Wardley A M, Jayson G C, Swindell R, Morgenstern G R, Chang J, Bloor R, Fraser C J, Scarffe J H
Cancer Research Campaign Department of Medical Oncology, Christie Hospital NHS Trust, Wilmslow Road, Withington, Manchester M20 4BX, UK.
Br J Haematol. 2000 Aug;110(2):292-9. doi: 10.1046/j.1365-2141.2000.02202.x.
Four hundred and twenty-nine patients received myeloablative chemotherapy for solid and haematological malignancies in a bone marrow transplantation unit. Regimens appropriate to the tumour type were administered and haemopoietic reconstitution was achieved with peripheral blood progenitor cells (PBPC; n = 275), autologous bone marrow (auto-BMT; n = 69) or allogeneic bone marrow (allo-BMT; n = 85). World Health Organization (WHO) oral mucositis scores were collected prospectively from the start of chemotherapy (d 1) until d 28 or discharge. Oral mucositis (OM) was experienced by 425 (99%) patients and in 289 (67.4%) this was grade III or IV. Strong opiate analgesia was prescribed for a median of 6 d to 47% of patients. Univariate analysis suggested that the area under the OM curve (AUC; sum of daily mucositis grades, d 1-28) was associated with the myeloablative regimen, haemopoietic progenitor source (PBPC > allo-BMT > auto-BMT), use of myeloid growth factors and age.

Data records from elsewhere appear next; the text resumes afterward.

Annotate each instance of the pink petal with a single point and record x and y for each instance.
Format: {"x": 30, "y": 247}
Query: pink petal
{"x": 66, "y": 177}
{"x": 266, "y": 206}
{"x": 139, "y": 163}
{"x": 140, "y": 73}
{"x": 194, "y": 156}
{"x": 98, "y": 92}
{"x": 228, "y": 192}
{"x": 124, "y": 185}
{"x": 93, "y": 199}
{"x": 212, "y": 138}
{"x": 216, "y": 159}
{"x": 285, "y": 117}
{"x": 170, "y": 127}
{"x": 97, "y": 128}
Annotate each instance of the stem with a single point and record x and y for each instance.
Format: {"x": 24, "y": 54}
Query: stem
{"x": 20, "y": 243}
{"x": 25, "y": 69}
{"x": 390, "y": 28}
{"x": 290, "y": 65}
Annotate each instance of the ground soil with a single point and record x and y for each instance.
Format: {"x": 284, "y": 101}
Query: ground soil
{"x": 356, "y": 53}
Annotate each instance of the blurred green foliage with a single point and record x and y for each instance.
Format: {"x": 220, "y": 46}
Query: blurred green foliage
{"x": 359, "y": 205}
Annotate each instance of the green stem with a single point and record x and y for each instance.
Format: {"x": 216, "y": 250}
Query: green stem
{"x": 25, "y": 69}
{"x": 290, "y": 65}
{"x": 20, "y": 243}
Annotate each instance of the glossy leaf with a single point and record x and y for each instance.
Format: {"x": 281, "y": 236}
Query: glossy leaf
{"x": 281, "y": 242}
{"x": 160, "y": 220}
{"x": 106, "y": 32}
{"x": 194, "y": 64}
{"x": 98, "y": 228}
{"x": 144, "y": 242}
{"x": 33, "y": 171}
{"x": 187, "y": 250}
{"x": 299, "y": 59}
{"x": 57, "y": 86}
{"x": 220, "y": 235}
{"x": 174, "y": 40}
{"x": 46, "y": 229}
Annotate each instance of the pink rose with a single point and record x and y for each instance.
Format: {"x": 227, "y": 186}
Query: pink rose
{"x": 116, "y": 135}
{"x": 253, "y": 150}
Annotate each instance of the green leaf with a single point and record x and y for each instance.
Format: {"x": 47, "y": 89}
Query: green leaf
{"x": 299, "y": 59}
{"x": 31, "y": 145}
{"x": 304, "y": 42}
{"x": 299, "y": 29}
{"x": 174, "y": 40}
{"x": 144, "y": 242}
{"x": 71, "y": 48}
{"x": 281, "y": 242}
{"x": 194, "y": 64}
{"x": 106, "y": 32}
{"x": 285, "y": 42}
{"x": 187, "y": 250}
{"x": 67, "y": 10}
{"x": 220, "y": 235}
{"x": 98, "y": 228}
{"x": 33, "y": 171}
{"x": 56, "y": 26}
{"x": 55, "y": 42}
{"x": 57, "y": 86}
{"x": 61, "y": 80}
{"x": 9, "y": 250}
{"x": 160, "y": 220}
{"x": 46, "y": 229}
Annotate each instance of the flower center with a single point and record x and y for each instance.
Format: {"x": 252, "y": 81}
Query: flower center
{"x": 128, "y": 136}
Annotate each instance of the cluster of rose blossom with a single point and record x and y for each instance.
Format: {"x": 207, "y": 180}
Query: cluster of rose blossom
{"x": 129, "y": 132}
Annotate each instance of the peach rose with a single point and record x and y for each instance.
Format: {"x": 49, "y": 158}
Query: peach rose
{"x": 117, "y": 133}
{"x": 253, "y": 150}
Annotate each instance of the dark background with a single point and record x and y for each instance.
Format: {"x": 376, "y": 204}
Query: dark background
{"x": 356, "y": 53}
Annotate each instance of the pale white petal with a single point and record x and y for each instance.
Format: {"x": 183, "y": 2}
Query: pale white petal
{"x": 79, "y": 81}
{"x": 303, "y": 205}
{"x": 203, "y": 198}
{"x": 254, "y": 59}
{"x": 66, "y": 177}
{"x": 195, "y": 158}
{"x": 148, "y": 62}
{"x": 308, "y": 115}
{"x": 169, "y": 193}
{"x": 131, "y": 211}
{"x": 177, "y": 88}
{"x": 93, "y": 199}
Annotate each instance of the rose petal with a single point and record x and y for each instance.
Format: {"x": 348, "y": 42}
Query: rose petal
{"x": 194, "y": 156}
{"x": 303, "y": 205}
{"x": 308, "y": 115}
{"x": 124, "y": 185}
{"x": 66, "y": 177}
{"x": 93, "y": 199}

Multivariate analysis showed that the only independent risk factor for mucositis was the conditioning regimen (P < 0.00005). The mean OM AUC for high-dose melphalan (HDM) regimens (52 grade-days) exceeded busulphan (41), busulphan-cyclophosphamide (35), cyclophosphamide-total body irradiation (TBI) (34), cyclophosphamide-carmustine (BCNU) (20) and cyclophosphamide-etoposide-carmustine (CVB) (19). HDM regimens resulted in the highest mean peak OM (3.6), followed by busulphan regimens (2.6), cyclophosphamide/TBI (2.3) and cyclophosphamide-carmustine and CVB (1.4). Busulphan produced significantly delayed OM (median 3 d; P < 0.00005). There was a linear association between the area under the OM curve for each treatment group and the time to reach grade 3 OM (P < 0.00005), but no association with the time to reach grade 4 neutropenia (P = 0.24) or thrombocytopenia (P = 0.73), implying that haematological and mucosal toxicity are not associated. The cytotoxic regimen is the most significant determinant of OM. Studies investigating agents to ameliorate mucosal toxicity should be stratified according to cytotoxic regimen.
429例患者在骨髓移植单元接受了针对实体瘤和血液系统恶性肿瘤的清髓性化疗。采用了适合肿瘤类型的化疗方案,并通过外周血祖细胞(PBPC;n = 275)、自体骨髓(auto - BMT;n = 69)或异基因骨髓(allo - BMT;n = 85)实现造血重建。从化疗开始(第1天)直至第28天或出院,前瞻性收集世界卫生组织(WHO)口腔黏膜炎评分。425例(99%)患者发生了口腔黏膜炎,其中289例(67.4%)为Ⅲ级或Ⅳ级。47%的患者接受了中位时长为6天的强效阿片类镇痛治疗。单因素分析表明,口腔黏膜炎曲线下面积(AUC;第1 - 28天每日黏膜炎分级之和)与清髓方案、造血祖细胞来源(PBPC>allo - BMT>auto - BMT)、髓系生长因子的使用及年龄有关。多因素分析显示,黏膜炎唯一的独立危险因素是预处理方案(P<0.00005)。高剂量美法仑(HDM)方案的平均口腔黏膜炎AUC(52分级日)超过了白消安(41)、白消安 - 环磷酰胺(35)、环磷酰胺 - 全身照射(TBI)(34)、环磷酰胺 - 卡莫司汀(BCNU)(20)和环磷酰胺 - 依托泊苷 - 卡莫司汀(CVB)(19)。HDM方案导致的平均口腔黏膜炎峰值最高(3.6),其次是白消安方案(2.6)、环磷酰胺/TBI(2.3)以及环磷酰胺 - 卡莫司汀和CVB(1.4)。白消安导致口腔黏膜炎明显延迟出现(中位时间3天;P<0.00005)。每个治疗组的口腔黏膜炎曲线下面积与达到Ⅲ级口腔黏膜炎的时间呈线性相关(P<0.00005),但与达到Ⅳ级中性粒细胞减少的时间(P = 0.24)或血小板减少的时间(P = 0.73)无关,这意味着血液学毒性和黏膜毒性不相关。细胞毒性方案是口腔黏膜炎最主要的决定因素。研究改善黏膜毒性药物的试验应根据细胞毒性方案进行分层。